A further improvement could be to use splittable LZO. Most MapReduce tasks are I/O bound. If files on HDFS are compressed into a format that can be split and consumed by the MapReduce tasks directly, it improves I/O and overall performance. Under normal gzip-based compression algorithms, parallelizing spilt gzip segments poses a problem and so these spilt portions need to be processed by a single mapper. If a single mapper is used the parallelization effort is affected. With bzip2, this can be avoided and split portions can be sent to different mappers but the decompression is very CPU intensive and therefore the gains in I/O are lost in CPU time. LZO comes as a good optimal middle ground where the sizes and decompression speeds are optimal. Learn more about splittable LZO online at https://github.com/kevinweil/hadoop-lzo.
File Block Size
HDFS, the underlying distributed filesystem in Hadoop, allows the storage of very large files. A default block size in HDFS is about 64 MB in size. If your cluster is small and the data size is large, a large number of map tasks would be spawned for the default block size. For example, 120 GBs of input would lead to 1,920 map tasks. This can be derived by a simple calculation as follows:
(120 * 1024)/64
Thus, increasing block size seems logical in small clusters. However, it should not be increased to a point that all nodes in a cluster are not used.
Parallel Copying
Maps outputs are copied over to reducers. In cases where the output of the map task is large, the copying over of values can be done in parallel by multiple threads. Increasing the threads increases the CPU usage but reduces latency. The default number of such threads is set to 5. You can increase the number by setting the following property:
mapred.reduce.parallel.copies
HBase coprocessors are inspired by the idea of coprocessors in Google Bigtable. A few simple processes like counting, aggregating, and such can be pushed up to the server to enhance performance. The idea of coprocessors achieves this.

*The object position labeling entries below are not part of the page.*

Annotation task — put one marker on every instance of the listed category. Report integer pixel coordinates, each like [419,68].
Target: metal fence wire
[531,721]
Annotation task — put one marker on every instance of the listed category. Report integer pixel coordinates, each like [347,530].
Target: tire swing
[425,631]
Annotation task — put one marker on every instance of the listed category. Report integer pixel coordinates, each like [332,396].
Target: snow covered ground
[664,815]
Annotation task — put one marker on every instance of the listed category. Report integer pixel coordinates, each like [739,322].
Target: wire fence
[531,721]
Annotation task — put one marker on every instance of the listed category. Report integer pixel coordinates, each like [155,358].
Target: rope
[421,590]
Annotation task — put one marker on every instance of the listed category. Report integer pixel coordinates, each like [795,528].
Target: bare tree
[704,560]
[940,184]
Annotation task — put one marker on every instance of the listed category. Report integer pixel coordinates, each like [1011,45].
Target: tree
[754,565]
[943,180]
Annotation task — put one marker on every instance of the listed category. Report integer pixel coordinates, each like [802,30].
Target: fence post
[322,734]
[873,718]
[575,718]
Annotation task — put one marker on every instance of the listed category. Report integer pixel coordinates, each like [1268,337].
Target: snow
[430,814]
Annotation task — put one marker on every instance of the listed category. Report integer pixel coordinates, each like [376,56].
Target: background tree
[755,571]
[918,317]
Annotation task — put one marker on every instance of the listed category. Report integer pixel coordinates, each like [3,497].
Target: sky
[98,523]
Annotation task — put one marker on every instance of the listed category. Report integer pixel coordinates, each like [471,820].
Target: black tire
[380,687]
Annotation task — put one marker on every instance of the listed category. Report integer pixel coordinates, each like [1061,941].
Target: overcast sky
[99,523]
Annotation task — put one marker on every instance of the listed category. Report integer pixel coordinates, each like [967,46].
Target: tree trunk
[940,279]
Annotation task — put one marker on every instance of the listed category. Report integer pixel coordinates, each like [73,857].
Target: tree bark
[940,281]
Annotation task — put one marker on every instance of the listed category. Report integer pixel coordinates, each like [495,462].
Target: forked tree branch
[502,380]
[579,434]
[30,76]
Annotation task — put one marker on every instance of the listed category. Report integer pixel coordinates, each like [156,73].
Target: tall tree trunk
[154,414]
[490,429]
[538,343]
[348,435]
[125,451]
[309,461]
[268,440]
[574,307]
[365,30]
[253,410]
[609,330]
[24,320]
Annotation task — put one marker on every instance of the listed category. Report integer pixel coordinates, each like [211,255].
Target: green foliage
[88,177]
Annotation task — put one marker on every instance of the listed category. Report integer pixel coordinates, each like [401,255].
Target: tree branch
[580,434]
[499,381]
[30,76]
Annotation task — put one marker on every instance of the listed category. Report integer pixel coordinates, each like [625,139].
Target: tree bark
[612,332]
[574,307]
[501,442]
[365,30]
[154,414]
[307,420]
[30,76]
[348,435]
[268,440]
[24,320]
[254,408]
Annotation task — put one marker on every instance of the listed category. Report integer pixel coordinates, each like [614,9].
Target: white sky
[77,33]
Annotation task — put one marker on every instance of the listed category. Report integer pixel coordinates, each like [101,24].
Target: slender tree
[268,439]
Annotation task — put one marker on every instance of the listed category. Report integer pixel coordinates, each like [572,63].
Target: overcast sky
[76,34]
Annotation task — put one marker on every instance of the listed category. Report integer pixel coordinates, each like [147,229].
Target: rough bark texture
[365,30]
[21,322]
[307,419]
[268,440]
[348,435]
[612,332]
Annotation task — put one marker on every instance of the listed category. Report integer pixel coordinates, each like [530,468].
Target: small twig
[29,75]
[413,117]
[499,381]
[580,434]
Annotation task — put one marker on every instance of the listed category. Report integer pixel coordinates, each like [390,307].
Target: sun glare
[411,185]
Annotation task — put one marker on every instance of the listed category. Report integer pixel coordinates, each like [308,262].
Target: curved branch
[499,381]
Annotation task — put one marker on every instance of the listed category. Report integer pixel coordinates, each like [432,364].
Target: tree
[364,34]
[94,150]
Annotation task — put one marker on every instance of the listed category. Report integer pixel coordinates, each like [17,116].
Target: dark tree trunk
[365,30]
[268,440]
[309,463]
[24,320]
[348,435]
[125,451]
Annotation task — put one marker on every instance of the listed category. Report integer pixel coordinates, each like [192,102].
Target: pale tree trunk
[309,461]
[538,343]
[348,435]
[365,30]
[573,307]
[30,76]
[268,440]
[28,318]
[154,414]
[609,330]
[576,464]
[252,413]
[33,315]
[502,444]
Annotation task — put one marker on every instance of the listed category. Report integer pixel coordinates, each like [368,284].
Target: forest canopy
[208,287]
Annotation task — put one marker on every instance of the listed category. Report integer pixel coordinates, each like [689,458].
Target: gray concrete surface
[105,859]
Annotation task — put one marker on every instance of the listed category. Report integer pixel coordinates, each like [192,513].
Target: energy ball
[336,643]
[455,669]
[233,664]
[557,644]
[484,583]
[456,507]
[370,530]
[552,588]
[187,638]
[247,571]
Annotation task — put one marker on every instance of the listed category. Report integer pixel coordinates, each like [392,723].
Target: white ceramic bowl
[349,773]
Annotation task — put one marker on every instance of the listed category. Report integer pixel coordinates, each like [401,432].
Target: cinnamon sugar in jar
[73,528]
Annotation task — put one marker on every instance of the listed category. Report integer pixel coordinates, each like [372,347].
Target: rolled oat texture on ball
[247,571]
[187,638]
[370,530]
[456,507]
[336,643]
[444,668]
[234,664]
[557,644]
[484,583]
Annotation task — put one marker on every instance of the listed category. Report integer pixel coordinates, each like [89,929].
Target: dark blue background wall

Three interfaces in HBase — Coprocessor, RegionObserver, and Endpoint — implement the coprocessor framework in a flexible manner. The idea behind Coprocessor and RegionObserver is that you can insert user code by overriding upcall methods from these two related interfaces. The coprocessor framework handles the details of invoking the upcalls. More than one Coprocessor or RegionObserver can be loaded to extend function. They are chained to execute sequentially. These sequential coprocessors are ordered on the basis of assigned priorities.
Through an endpoint on the server side and dynamic RPC provided by the client library, you can define your own extensions to HBase RPC transactions exchanged between clients and the region servers.
Bloom Filters were introduced in Chapter 13. Please review the definition if you aren’t sure what they are.
A get row call in HBase currently does a parallel N-way get of that row from all StoreFiles in a region. This implies N reads requests from disk. Bloom Filters provide a lightweight in-memory structure to reduce those N disk reads to only the files likely to contain that row.
Reads are in parallel and so the performance gains on an individual get is minimal. Also, read performance is dominated by disk read latency. If you replace parallel get with serial get you would see an impact of Bloom Filters on read latency.
Bloom Filters can be more heavyweight than your data. This is one big reason why they aren’t enabled by default.
This chapter presented a few perspectives on tuning the performance of parallel MapReduce-based processes. The MapReduce algorithm enables the processing of large amounts of data using commodity hardware. Scaling MapReduce algorithms requires some clever configuration. Optimal configuration of MapReduce tasks can tune performance.
The chapter presented a few generic performance-tuning tips but used Hadoop and the associated set of tools for illustration.